Narendra Kumar Niraj (born 15 August 1964) commonly known as Gopal Mandal is an Indian politician from Bihar. He is a member of Janata Dal (United). He is a four time member of the Bihar Legislative Assembly from Gopalpur Assembly constituency in Bhagalpur district. He is considered as a staunch supporter of chief minister Nitish Kumar. He has served as Member of Bihar Legislative Assembly for four terms, winning the Assembly elections consecutively from 2005 to 2020.

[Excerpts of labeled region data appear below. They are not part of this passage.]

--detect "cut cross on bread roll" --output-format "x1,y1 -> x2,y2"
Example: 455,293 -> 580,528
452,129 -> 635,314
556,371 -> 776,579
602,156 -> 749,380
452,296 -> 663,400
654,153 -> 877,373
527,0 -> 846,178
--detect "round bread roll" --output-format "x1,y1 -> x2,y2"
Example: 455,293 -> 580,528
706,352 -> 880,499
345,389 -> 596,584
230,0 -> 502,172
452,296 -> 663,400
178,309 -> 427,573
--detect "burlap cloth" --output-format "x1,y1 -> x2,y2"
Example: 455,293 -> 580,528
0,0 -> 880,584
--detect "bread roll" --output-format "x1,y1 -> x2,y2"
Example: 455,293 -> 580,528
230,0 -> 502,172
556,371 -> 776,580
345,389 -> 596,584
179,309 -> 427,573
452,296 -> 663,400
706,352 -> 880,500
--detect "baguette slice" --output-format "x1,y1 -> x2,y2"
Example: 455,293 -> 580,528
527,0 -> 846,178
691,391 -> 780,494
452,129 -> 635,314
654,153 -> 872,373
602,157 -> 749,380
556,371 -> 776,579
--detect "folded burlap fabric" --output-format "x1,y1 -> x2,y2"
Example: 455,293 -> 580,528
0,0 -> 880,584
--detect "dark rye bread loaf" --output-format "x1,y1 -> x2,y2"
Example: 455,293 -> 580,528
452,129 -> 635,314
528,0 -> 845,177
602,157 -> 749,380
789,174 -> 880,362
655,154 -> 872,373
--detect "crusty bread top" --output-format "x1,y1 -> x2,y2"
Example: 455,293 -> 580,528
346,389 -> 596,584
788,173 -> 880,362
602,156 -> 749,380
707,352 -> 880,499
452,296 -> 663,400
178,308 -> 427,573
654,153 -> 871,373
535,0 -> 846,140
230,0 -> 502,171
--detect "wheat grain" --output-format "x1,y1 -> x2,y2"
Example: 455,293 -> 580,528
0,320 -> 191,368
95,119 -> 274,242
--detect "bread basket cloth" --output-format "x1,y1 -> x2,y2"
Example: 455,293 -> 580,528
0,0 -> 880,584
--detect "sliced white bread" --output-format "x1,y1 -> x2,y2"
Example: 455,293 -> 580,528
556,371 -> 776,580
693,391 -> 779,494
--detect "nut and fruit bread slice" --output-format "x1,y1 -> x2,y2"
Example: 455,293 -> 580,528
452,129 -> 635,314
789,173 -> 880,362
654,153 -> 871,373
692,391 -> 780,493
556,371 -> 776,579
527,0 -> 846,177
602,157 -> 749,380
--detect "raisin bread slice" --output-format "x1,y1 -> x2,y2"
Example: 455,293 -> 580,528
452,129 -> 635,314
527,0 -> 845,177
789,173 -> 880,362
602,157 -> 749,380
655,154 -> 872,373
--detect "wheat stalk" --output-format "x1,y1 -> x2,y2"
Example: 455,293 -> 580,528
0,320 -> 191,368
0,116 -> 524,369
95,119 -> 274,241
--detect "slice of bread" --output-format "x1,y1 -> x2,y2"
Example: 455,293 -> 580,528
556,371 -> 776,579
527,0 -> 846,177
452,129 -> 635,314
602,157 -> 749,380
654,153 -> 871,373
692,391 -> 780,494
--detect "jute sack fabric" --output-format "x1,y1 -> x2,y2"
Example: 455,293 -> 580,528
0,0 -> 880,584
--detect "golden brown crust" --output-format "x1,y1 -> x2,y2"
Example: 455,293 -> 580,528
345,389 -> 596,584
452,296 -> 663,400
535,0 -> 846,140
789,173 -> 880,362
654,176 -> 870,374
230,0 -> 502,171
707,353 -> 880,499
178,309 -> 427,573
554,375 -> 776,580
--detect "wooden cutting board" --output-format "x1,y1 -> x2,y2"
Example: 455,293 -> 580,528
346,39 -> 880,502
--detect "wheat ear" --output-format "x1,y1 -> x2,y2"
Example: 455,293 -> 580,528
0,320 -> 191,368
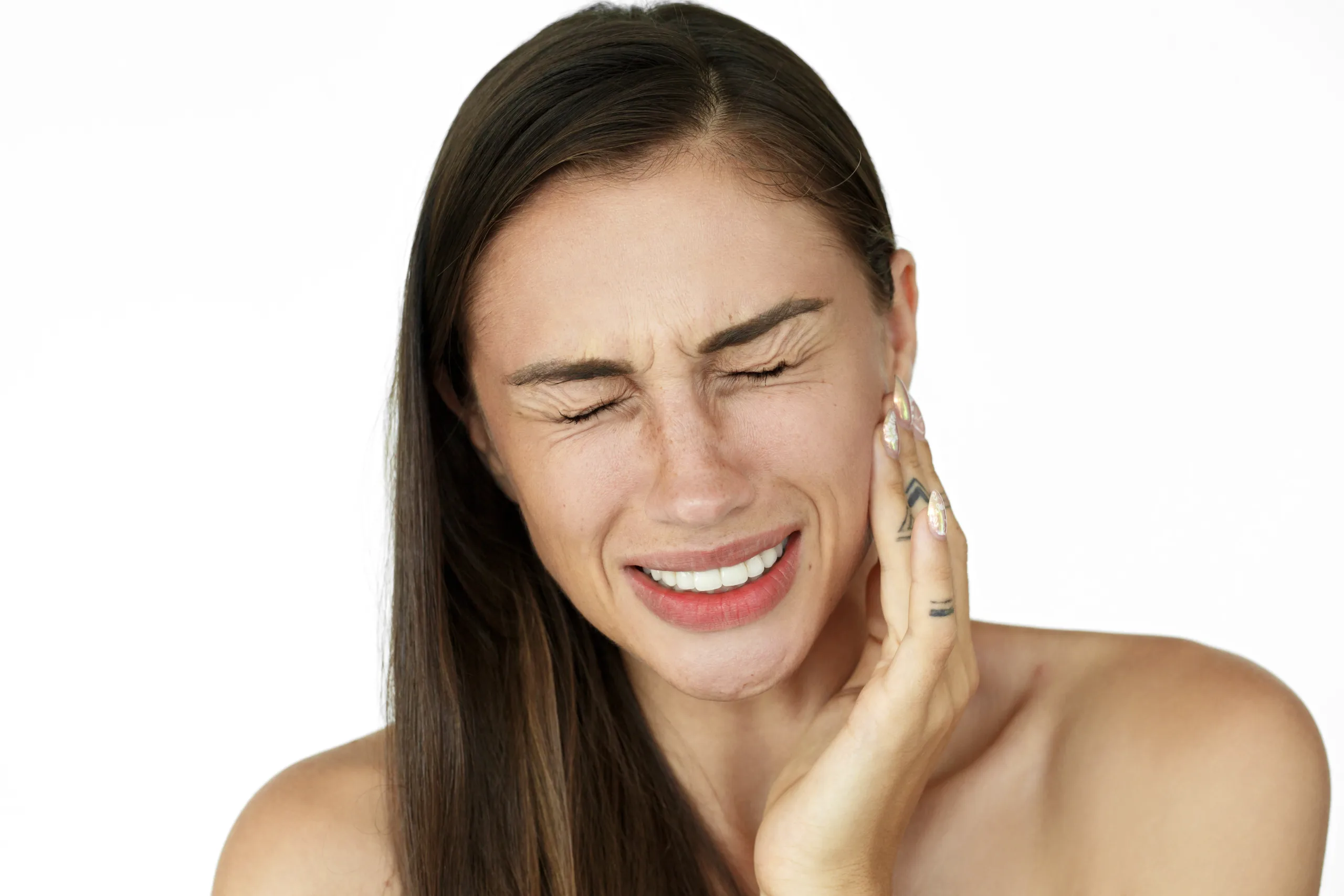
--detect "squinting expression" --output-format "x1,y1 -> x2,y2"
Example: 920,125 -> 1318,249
470,152 -> 894,700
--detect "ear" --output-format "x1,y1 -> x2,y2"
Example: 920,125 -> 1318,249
434,365 -> 518,504
886,248 -> 919,385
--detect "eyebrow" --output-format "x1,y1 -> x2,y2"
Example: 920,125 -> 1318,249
508,298 -> 831,385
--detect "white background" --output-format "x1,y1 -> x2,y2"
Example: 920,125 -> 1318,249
0,0 -> 1344,893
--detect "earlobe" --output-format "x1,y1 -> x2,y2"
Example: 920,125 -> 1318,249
887,248 -> 919,383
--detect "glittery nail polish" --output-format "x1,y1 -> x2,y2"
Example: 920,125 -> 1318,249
891,376 -> 910,423
929,489 -> 951,539
881,408 -> 900,461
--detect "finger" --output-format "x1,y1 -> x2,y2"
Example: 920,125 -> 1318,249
881,377 -> 927,660
868,403 -> 910,647
892,489 -> 960,694
911,411 -> 979,690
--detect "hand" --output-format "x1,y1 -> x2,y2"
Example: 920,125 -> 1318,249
754,380 -> 980,896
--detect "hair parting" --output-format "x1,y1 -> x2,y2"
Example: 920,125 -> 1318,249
387,4 -> 895,896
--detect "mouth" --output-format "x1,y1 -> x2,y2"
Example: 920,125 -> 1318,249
638,536 -> 790,594
625,526 -> 802,633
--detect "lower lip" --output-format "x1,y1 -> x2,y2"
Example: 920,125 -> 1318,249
625,532 -> 799,631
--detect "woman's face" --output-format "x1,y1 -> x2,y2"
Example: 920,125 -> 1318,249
470,159 -> 909,700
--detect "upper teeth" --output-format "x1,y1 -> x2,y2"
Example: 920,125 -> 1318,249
640,539 -> 789,591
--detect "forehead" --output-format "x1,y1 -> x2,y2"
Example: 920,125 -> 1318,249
470,161 -> 866,370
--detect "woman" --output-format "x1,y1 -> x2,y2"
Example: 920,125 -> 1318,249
216,4 -> 1328,896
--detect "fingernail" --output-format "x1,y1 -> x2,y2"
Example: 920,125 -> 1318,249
929,489 -> 951,539
891,376 -> 910,423
869,408 -> 900,461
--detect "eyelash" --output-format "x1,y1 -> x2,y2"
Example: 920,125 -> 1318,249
561,361 -> 793,423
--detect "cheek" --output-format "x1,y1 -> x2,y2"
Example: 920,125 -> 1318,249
509,433 -> 646,577
737,383 -> 880,510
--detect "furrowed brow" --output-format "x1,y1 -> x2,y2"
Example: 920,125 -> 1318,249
700,292 -> 831,355
508,357 -> 634,385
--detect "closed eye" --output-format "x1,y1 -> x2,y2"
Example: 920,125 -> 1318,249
561,398 -> 625,423
732,361 -> 793,380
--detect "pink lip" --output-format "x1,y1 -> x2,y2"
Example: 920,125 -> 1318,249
625,524 -> 799,570
625,531 -> 802,631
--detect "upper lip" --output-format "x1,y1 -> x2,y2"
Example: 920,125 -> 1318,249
626,524 -> 799,571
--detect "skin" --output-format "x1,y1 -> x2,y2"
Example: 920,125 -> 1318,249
215,153 -> 1329,896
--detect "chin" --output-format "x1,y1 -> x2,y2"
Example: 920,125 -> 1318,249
644,602 -> 825,701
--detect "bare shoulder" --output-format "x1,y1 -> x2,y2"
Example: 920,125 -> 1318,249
214,731 -> 398,896
1044,633 -> 1329,896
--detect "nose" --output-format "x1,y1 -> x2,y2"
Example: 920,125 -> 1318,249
648,396 -> 754,528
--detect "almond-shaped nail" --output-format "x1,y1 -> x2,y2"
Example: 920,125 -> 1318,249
929,489 -> 951,539
891,376 -> 910,423
881,408 -> 900,461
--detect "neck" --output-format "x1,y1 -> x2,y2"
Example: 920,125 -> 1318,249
625,551 -> 880,868
625,542 -> 1011,881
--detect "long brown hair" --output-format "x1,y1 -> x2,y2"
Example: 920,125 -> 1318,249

==Early life and education==
Mandal is from Gopalpur, Bhagalpur district, Bihar and is a member of Gangota community and follows Hinduism . He is the son of late Jago Mandal. He completed his B.A. at a college, affiliated with Bhagalpur University.

== Career ==
Mandal became an MLA for the first time winning the October 2005 Bihar Legislative Assembly election. He polled 48,049 votes and defeated his nearest rival, Amit Rana of RJD, by a margin of 15,012 votes. He retained the Gopalpur seat defeating the same candidate by a margin of 25,060 votes in the 2010 Bihar Legislative Assembly election. He won for the third time winning the 2015 Bihar Legislative Assembly election defeating Anil Kumar Yadav of Bharatiya Janata Party by a margin of 5,169 votes.

=== Controversies ===
==== Bar Dancer Incident 2016 ====
In 2016, Mandal was reported to be dancing with bar dancers at a marriage ceremony in Bhojpur district of Bihar. Initially he denied the allegations and said that the video was doctored but later accepted it. He clarified that he used to be an artist by birth and he just danced to entertain the people and there was nothing bad in the video. Later, he was accused by a resident of Naugachhia village, Fatoo Pandit, who alleged that Mandal beat him, for refusing to obey his orders.
==== Train Undergarment Incident ====
In 2021, a video of Mandal walking in one of the air conditioned coach of the Tejas Rajdhani express went viral. In this video he was shown walking in undergarments in the train, while travelling from Delhi to Patna. He later explained that he had a stomach ache and that's why he was refreshing himself.
==== Rivalry with Er. Shailendra and Abuse ====
In the same year, Member of Bihar Legislative Assembly engineer Shailendra filed a complaint with the Bihar Police against Mandal. He accused Mandal of making death threats against him. Mandal later organised a press conference to explain his part. Earlier, in the year 2021, Prabhat Khabar reported an incident involving the two men, pertaining to a viral audio, in which Mandal was talking to Shailendra. He seemed angry as he was not invited in a ceremony and was abusing Bhumihar caste and senior leaders of BJP including Shailendra.
==== Land Grabbing Accusations ====
In 2023, another controversy erupted over illegal construction on a disputed land of a person called Lal Bahadur Shastri. Earlier, Gopal Mandal's son Ashish Mandal was allegedly involved with the family members of Shastri over an issue of land grabbing. Later, on a complaint made by Shastri to Barari police, it was found that illegal construction was being done allegedly at the behest of Mandal.